What makes you laugh? It seems like a silly question, but if you think about it, the answer is rather strange. Is it not precisely imperfection that we find funny? Does not all humor imply some form of criticism? Whether it’s a blond joke, a political cartoon, or your half-crazy uncle, it’s what’s wrong with the situation that is funny. Think of your own funniest memories, are they not in fact your most painful and embarrassing moments? Perfection is not humorous; the gap between ideal and reality is the realm of comedy.
Yet why should this be; why should what’s wrong with the world give us pleasure? Is comedy just a coping mechanism? Do we merely laugh at what we cannot fix? No, because humor is also an agent for change. Ridicule is a powerful weapon for those otherwise weak, and many enemies who could not be defeated by direct attack have fallen to a well-placed insult. Humor does not just mask evil behind a laugh (though it can be abused that way); it can also unmask it, by forcing its contradictions into the open.

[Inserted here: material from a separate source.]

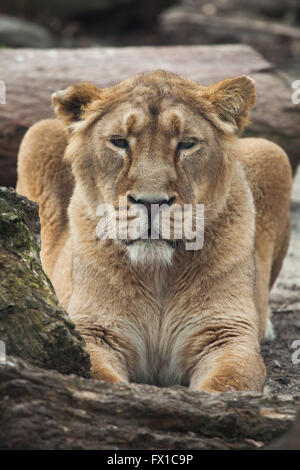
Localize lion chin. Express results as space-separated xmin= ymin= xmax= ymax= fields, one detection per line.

For if humor depends on recognizing the imperfection of a situation, does it not also depend on an audience who knows better? When we laugh at someone like Homer Simpson it’s because we think we are better than him in some way, or know we should be. In either case, it is not just the imperfections that makes us laugh, but also our awareness of what the situation should be, but isn’t. In order to “get” the joke, you need knowledge – ignorance is only funny to those who are not ignorant.
This suggests that the closer one gets to the ideal, the better a position they are in to find comedy in even the worst tragedy. If that is true, then is God himself the ultimate humorist, the one who can truly bring good out of evil? Perhaps part of the joy of eternity will be to finally hear the punch-line to this whole cosmic joke?